What most people do not realise is that although there is a new finance minister in place, the government essentially remains the same. So really, for things to meaningfully change it has to be a conscious effort, both on part of the new finance minister himself and the PDM-led government functionaries to do some collective thinking on what their clear objectives are vis-à-vis the economy. The irony of our economic downfall is that while the solutions have been quite straightforward all along, we have consistently suffered on accounts of intent and (management) competency or rather an incompetency. Time and again the incoming managers have focused on the short-term or the easy way out by repeatedly flogging rural to urban migration and banking on consumption/demand-led growth with a total disregard for how and where it comes from. The solutions on the contrary lie instead in some simple supply-side economic policies.

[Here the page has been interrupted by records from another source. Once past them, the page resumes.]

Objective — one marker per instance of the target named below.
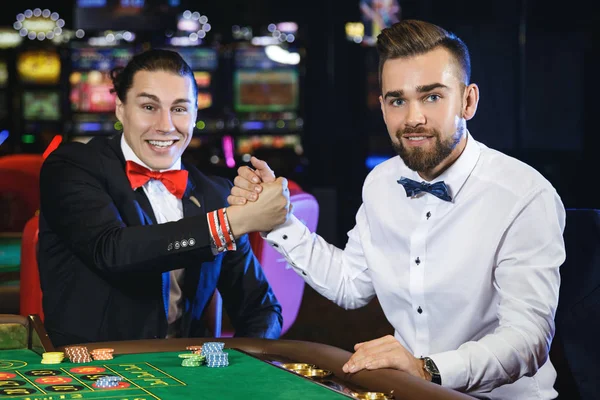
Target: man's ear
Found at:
(119, 109)
(470, 102)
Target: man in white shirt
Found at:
(460, 243)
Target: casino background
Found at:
(293, 82)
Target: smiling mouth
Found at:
(415, 138)
(162, 144)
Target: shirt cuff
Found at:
(453, 370)
(222, 238)
(287, 235)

Complete rationalisation of the tax system: There should be a few taxes with low tax rates on broader tax bases. While doing away with exemptions, subsidies, etc. is a good idea, then distancing the collector from the taxpayer to check prevalent corruption, the use of private sector money to fund government operations, and outrightly crowding out the private sector will need to be done away with to ensure operational competitiveness. For example, today Pakistani exporters do not enjoy a zero-rating facility, whereas their regional competitors do; refunds in a very high-interest rate environment are a lengthy, cumbersome and long-drawn-out corrupt process and only account for around 85-90 percent of the sales tax paid; bonded facilities are either deliberately delayed or renewals are used as a trap to fleece businesses from their due right to adjustment; the sales tax slab itself in comparison to other economies is very high; and last but not least, the power consumers pay for the state’s operational inefficiencies, which by itself is a tax that renders them uncompetitive in the global markets. The need of the hour is to lure people back into the tax net at a time when the faith in the tax collector is low and almost 55 percent of the economy functions in the undocumented sector.
A major repositioning of SOEs: This group of state-owned enterprises also include businesses that are so heavily regulated that they effectively are owned by the government—for example, privately operated public utilities. A comprehensive plan for wholesale privatisation of these businesses needs to be quickly developed and implemented and/or other options like long-term management leases with a 10 percent equity stake with possibilities of more, placing them under private control on market principles and running them private-public partnership can also be selectively exercised.
Freer Trade: The revenues from the tariffs and fees on imports, exports, and other cross-border transactions pale in comparison to the economic dislocations those trade impediments engender and the culture of corruption that results. Regional trade remains abysmal, something that always tends to be crucial to mitigate risks from supply-chain issues, operational inefficiencies where present, inflation and retarded growth.
A stable currency: Perhaps one can think of nothing that has had a more pervasive and insidious impact on prosperity than Pakistan’s unstable and weak currency. Without a widely accepted stable national currency, markets as we know them, tend to dissolve and transactions on a much wider basis move towards a rather inefficient barter system. The Pakistani Rupee’s volatility and depreciation has been the single most significant factor in what can be termed as an assault on market efficiency and the country’s economic progress. Fortunately, the incoming finance minister’s track record on lending support to currency stabilisation is quite good.
Excess spending by successive governments: Spending other people’s money rarely leads to financial parsimony, economic efficiency, or economic growth. Excessive or un-budgeted or even poorly-budgeted spending outrightly leads to underperformance at federal and local levels. Insider dealings, corruption and the simple placement of capital in inefficient hands replace market mechanisms in turn leading to corruption and an undermining of trust in the government. Time and again we have seen politicians and political parties make the same mistake over and over again without realising that they are actually shooting the economy—and with it themselves—in the foot. With this uncontrollable desire of political leaders to somehow buy votes/popularity through disastrous spending, since one is at a loss on how to control it by any kind of behavioural change therapy, the only way to perhaps guard against is by placing direct and irrevocable regulatory limits on government spending and more specifically the nature of government spending—Bangladesh saw similar firewalls placed during the tenure of its technocratic rule.
Regulatory reviews and reforms: Rules need to be framed to rationalise and productively coordinate public behaviour. For example, we cannot allow every driver to choose on which side of the road to drive on. However, at the same time, it is imperative to ensure that legislation does not hinder economic activity, growth and development, and its equitable distribution. Pakistan’s economic environment remains highly constrained owing to over-regulation, excessive governmental outreach and oversight, a colonial mindset that breeds corruption and curtails antitrust functions and a system that aids the unfair distribution of wealth. To get to a truly development-oriented economic model in Pakistan, both a comprehensive review and correction of all such damaging legislations and a broad-based reform drive to inculcate market principles, are now essential prerequisites. For the limited tenure that this government has, to even start the process of real economic change in the country would be a big achievement—short-term measures will just not help anymore!